New Online Edition of Skiing History is Proving Popular

New format is more easily readable, text searchable and translatable

Beginning with the January-February 2020 issue, Skiing History publishes its online edition in web-page format. The new pages are easier to read than the original flip-page replica edition. Notably, the new format is text-searchable and can be read, like the rest of the skiinghistory.org website, in English, French, German, Norwegian, Italian, Spanish or Japanese. Like the older version, it’s accessible only to current members of ISHA.

The new format is already proving a success, with roughly three times the readership of the old flip-page format. When you receive e-mail notice that a new issue of Skiing History has been mailed, you’ll see a link to the new online magazine format.
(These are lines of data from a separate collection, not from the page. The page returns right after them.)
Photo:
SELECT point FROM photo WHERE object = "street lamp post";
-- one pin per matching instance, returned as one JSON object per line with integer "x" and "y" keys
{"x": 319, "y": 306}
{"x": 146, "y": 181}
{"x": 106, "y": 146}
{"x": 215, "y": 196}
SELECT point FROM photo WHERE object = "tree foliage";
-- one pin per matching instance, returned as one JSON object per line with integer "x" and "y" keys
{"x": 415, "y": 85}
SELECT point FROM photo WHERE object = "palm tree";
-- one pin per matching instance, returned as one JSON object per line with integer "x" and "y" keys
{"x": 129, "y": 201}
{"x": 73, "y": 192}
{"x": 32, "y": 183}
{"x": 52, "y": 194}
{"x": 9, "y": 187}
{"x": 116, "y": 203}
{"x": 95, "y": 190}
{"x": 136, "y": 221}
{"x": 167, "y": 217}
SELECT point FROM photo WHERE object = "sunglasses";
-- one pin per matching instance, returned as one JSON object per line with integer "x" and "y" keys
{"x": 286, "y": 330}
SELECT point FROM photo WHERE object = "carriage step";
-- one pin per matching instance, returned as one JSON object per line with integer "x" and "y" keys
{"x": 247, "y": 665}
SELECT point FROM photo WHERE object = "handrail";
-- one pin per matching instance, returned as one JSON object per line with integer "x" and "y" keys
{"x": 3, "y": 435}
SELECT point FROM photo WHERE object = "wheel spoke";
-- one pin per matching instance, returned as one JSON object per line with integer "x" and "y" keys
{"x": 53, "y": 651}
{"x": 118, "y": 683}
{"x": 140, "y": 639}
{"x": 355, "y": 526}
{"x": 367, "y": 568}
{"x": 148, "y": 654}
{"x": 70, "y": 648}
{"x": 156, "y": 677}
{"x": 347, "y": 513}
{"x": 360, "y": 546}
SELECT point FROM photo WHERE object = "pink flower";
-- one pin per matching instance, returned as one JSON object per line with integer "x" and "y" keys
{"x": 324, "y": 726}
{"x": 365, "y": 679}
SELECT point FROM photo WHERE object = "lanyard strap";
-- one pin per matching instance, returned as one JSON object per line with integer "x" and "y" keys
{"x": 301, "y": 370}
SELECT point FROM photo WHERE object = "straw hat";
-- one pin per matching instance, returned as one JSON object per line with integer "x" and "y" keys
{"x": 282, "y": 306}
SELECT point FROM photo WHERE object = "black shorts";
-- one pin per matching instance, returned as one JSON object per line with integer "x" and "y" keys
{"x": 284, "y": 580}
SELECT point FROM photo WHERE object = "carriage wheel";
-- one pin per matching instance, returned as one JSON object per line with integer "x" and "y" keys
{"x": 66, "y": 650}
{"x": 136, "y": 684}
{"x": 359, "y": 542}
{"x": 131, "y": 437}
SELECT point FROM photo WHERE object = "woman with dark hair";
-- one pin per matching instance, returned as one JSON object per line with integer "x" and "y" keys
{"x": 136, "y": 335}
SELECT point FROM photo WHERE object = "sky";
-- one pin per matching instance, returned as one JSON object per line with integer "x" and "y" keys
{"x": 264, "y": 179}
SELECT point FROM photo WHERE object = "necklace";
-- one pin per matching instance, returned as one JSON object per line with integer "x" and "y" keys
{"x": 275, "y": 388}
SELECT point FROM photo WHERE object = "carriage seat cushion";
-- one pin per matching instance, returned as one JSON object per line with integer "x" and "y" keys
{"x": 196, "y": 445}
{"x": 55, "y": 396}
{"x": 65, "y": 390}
Or, on the skiinghistory.org home page, simply find the prominent box labeled “Current Skiing History Magazine.” At the bottom of that box, click on the link “Click Here to Read the Latest Online Magazine.”

Another way to find the new online magazine is to go to skiinghistory.org/skiing-history-magazine. You can reach that page from the skiinghistory.org home page: Just click on the tab “Skiing History Magazine” at the top of the page.

Once you’ve found the skiing-history-magazine menu, the current issue is prominent at the top of the screen. Recent issues can be found as links in the right-side navigation column. Just scroll down until you see:

SKIING HISTORY MAGAZINE
Volume 32 Number 2 March-April 2020
Volume 32 Number 1 January-February 2020

Then click on the issue you want to read.
There is a third way to find the digital magazine content. Go to the home page and scroll down to the menu titled “Explore Ski History.” Click on “Past Skiing History Issues.” That will bring you to skiinghistory.org/explore/issues with a list of online issues. For each recent issue, the gray link-bar goes to the new format online magazine, and the gold “digital flip-book” link goes to the older replica edition. If you use back issues of the magazine frequently, it’s a good idea to bookmark skiinghistory.org/explore/issues.

Questions? Feel free to email me (seth@skiinghistory.org). —Seth Masia 

Where’s My Magazine? Join Our E-Mail List and Get Alerts!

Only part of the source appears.